This week, we developed texturing and details on our balloon. My previous model for my balloon was okay, but I’m glad we were given guidance on how to improve this because it was still lacking realism.
First, I added pipes to my boilers I had created and added some more colour to the actual balloon.

I then worked on adding ringlets to where the ropes would be attached. I struggled with the tool called duplicate special to do this, but then figured it was because my centre wasn’t in the centre of the world. I then also bent the pipes to align with the other bars using the soft brush tool.






Then I looked at adding a more realistic texture to the weave basket, and the metal on the balloon. I found a weave texture picture, and applied this to the basket. I then found wooden texture on Poly Haven to add to the trim of the basket to break up the colour. Finally, I found scratched metal to add to the metal on the balloon, to show a more worn and realistic material.





I then added an appropriate lighting source, of a beach downloaded from Poly Haven, checked if my texture looked okay from within the basket as well, and then reviewed the balloon for any other details I could add.
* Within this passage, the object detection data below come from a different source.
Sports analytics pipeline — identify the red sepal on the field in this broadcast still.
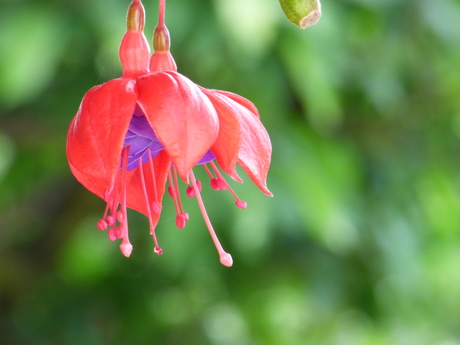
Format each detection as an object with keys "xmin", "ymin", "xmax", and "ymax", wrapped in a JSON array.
[
  {"xmin": 138, "ymin": 72, "xmax": 219, "ymax": 181},
  {"xmin": 200, "ymin": 88, "xmax": 242, "ymax": 182},
  {"xmin": 66, "ymin": 78, "xmax": 137, "ymax": 198},
  {"xmin": 126, "ymin": 150, "xmax": 171, "ymax": 218},
  {"xmin": 208, "ymin": 90, "xmax": 273, "ymax": 196}
]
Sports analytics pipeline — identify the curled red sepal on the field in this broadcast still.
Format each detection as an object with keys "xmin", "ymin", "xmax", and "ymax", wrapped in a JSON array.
[
  {"xmin": 137, "ymin": 72, "xmax": 219, "ymax": 181},
  {"xmin": 67, "ymin": 0, "xmax": 272, "ymax": 266}
]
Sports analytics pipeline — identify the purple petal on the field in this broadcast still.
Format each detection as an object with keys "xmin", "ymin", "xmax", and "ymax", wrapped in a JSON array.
[{"xmin": 123, "ymin": 111, "xmax": 164, "ymax": 170}]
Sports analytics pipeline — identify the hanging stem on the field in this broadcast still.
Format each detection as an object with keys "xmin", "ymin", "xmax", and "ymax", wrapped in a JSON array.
[{"xmin": 158, "ymin": 0, "xmax": 166, "ymax": 26}]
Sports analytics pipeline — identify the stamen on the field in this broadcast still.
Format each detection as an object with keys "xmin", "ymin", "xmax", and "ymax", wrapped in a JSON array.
[
  {"xmin": 97, "ymin": 219, "xmax": 107, "ymax": 231},
  {"xmin": 168, "ymin": 167, "xmax": 189, "ymax": 229},
  {"xmin": 210, "ymin": 161, "xmax": 248, "ymax": 209},
  {"xmin": 190, "ymin": 171, "xmax": 233, "ymax": 267},
  {"xmin": 185, "ymin": 180, "xmax": 202, "ymax": 198},
  {"xmin": 173, "ymin": 166, "xmax": 188, "ymax": 216},
  {"xmin": 203, "ymin": 164, "xmax": 225, "ymax": 190},
  {"xmin": 115, "ymin": 146, "xmax": 133, "ymax": 257},
  {"xmin": 105, "ymin": 216, "xmax": 115, "ymax": 226},
  {"xmin": 139, "ymin": 157, "xmax": 163, "ymax": 254},
  {"xmin": 147, "ymin": 147, "xmax": 161, "ymax": 213}
]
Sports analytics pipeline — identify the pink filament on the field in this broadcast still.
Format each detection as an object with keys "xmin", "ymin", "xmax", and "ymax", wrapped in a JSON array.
[
  {"xmin": 190, "ymin": 171, "xmax": 233, "ymax": 267},
  {"xmin": 139, "ymin": 157, "xmax": 163, "ymax": 254}
]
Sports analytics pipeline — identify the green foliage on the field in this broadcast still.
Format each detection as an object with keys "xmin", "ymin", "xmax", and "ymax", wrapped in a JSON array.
[{"xmin": 0, "ymin": 0, "xmax": 460, "ymax": 345}]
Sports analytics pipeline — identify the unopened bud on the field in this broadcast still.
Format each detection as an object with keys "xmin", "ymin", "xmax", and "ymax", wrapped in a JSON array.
[
  {"xmin": 279, "ymin": 0, "xmax": 321, "ymax": 29},
  {"xmin": 126, "ymin": 0, "xmax": 145, "ymax": 32}
]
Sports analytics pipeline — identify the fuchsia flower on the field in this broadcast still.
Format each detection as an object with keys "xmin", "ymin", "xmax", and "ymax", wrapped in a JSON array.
[{"xmin": 67, "ymin": 0, "xmax": 272, "ymax": 266}]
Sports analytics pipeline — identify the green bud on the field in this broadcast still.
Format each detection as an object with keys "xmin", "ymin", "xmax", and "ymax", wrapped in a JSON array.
[{"xmin": 279, "ymin": 0, "xmax": 321, "ymax": 29}]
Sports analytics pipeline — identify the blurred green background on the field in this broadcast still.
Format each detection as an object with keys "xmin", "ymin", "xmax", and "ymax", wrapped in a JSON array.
[{"xmin": 0, "ymin": 0, "xmax": 460, "ymax": 345}]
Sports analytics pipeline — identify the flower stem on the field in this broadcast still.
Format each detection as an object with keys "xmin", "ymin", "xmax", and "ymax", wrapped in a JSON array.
[
  {"xmin": 158, "ymin": 0, "xmax": 166, "ymax": 26},
  {"xmin": 279, "ymin": 0, "xmax": 321, "ymax": 29}
]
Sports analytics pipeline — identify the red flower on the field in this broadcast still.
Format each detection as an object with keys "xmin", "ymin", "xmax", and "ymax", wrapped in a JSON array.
[{"xmin": 67, "ymin": 0, "xmax": 272, "ymax": 266}]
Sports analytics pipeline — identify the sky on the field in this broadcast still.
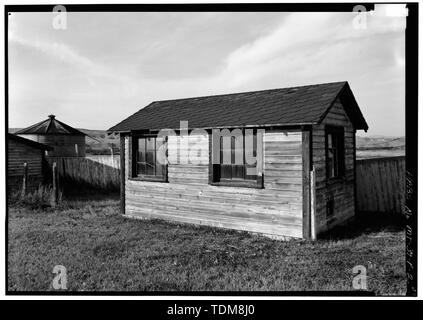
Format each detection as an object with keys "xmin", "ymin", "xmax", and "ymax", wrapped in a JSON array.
[{"xmin": 8, "ymin": 7, "xmax": 405, "ymax": 136}]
For the animation I set up 77 frames of my balloon turning 360 degrees, made the animation graph linear and played this through to see if it was okay. Finally, I was ready to render this balloon animation ready for my Nuke class. I waited roughly 30 minutes for this after class, and made sure all the settings were correct.

Initially when it was finished I was confused as it wouldn’t open on Nuke, and was just 77 exr images, but in my session with Christos I was taught that the .exr file would be under the read node of image reader.